Die Polizei Dortmund erweitert ihr bewährtes Präsenzkonzept auf das gesamte Stadtgebiet. Nach den erfolgreichen Erfahrungen mit der seit 2023 laufenden „PK Fokus“ in der Innenstadt und Teilen der Nordstadt werden nun alle drei Polizeiinspektionen eigene Präsenzkonzeptionen mit starken Einsatzkräften umsetzen.
Die „PK Fokus“ wird auch 2026 als zentrale Säule polizeilicher Präsenzmaßnahmen fortgeführt und konzentriert sich weiterhin auf die trotz sinkender Fallzahlen besonders kriminalitätsbelasteten Bereiche der Dortmunder Innenstadt und der südlichen Nordstadt.

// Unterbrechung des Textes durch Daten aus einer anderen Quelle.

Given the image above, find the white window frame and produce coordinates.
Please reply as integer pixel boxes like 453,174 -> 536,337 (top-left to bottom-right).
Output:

Die gewonnenen Erfahrungen aus der bisherigen Umsetzung fließen nun in die stadtweite Ausweitung ein.
„Die Sicherheit der Bürgerinnen und Bürger in Dortmund und Lünen hat für uns höchste Priorität“, betont Behördenleiter Achim Stankowitz. „Die Umsetzung der Präsenzkonzepte erfordert einen erheblichen Einsatz personeller Ressourcen. Diese Herausforderung nehmen wir bewusst an.“
Die erweiterte Präsenzstrategie umfasst mehrere regional ausgerichtete Teilkonzepte: In der Polizeiinspektion 1 wurde bereits zu Beginn 2026 die „PK Gastro“ initiiert, die als Reaktion auf anhaltende Beschwerdelagen im Umfeld der Innenstadt die „PK Fokus“ ergänzt und sich mit allen Brennpunkten im Zuständigkeitsbereich Innenstadt, Süd und Süd/West befasst.
Die Polizeiinspektion 2 für den Dortmunder Westen und Norden erhöht mit einem eigenen Konzept die polizeiliche Präsenz zur Bekämpfung der Straßen- und Gewaltkriminalität, insbesondere in den westlichen Stadtteilen mit entsprechenden Kriminalitätsschwerpunkten.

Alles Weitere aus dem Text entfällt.